Hello!
The Tech team are signing in for our weekly post on the news and views that have captured our tech minds this week.
This week we share the latest wearable tech from Samsung, discuss how robots are trusted by kids, and talk about Google’s transparency for political ad spend.
Cheers! The Vibrant Tech Team
Top Tech Stories This Week
Samsung Galaxy Watch: A Tough and Classy Activity Tracker
Great review from The Register on Samsung’s latest venture into wearable tech. The Gear branding has been dropped for the first “Galaxy Watch”, which looks both classy and robust – and touts a very long battery life. It looks like Samsung are a real contender for Smartwatch innovation.
Children instinctively Trust and Conform with Robots
Children aged between seven and nine tend to trust and conform to behavioural norms set by robots, University of Plymouth research has found. Adults were largely uninfluenced by robot test-takers around them, although they were, as expected, influenced by their human peers.
Google Provides Data on U.S. Political Advertising
The move follows similar steps from Twitter and Facebook in late June, as social media platforms face the threat of U.S. regulation over the lack of disclosure on such spending. The data available here from Alphabet Inc’s Google gives details on advertisers who have spent more than $500 on political ads from May 31, 2018.
Google Bod wants Cookies to crumble and be Made into Something More Secure
A key member of the Google Chrome security team has proposed the death of cookies to be replaced with secure HTTP tokens. The idea is that tracking code would be controlled by a browser through a secure HTTP header, passed along when someone visits a given website, rather than held on the server.

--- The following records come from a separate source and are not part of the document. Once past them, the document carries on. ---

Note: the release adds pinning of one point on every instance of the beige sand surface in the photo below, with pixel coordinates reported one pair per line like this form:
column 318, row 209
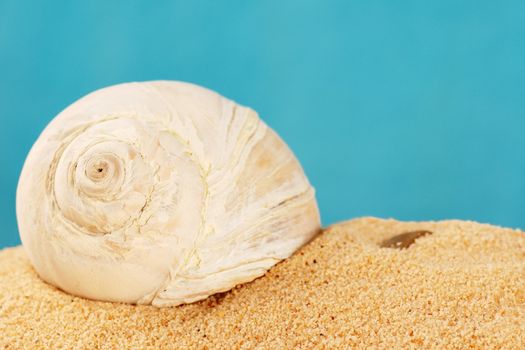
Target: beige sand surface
column 463, row 286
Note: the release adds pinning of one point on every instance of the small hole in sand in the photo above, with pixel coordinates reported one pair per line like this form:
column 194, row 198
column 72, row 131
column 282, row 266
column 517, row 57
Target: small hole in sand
column 404, row 240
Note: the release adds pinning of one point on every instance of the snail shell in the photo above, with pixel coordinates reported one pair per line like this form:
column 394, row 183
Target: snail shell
column 160, row 193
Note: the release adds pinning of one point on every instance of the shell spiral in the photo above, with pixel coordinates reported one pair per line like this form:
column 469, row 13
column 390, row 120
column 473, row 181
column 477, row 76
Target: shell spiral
column 160, row 193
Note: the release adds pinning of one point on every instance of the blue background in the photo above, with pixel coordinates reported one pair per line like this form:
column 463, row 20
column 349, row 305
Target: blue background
column 405, row 109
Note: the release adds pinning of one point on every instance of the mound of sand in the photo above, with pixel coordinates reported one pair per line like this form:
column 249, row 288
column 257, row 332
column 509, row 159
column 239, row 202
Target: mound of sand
column 460, row 287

We Have Finally figured Out How to Snap Spaghetti in to Two Pieces
It is a puzzle that has perplexed physicists for decades: hold a strand of dry spaghetti at both ends, bend it until it snaps, and you will always end up with three or more pieces. A team of mathematicians led by Jörn Dunkel at the Massachusetts Institute of Technology have concluded it is possible, provided you add a twist into the mix.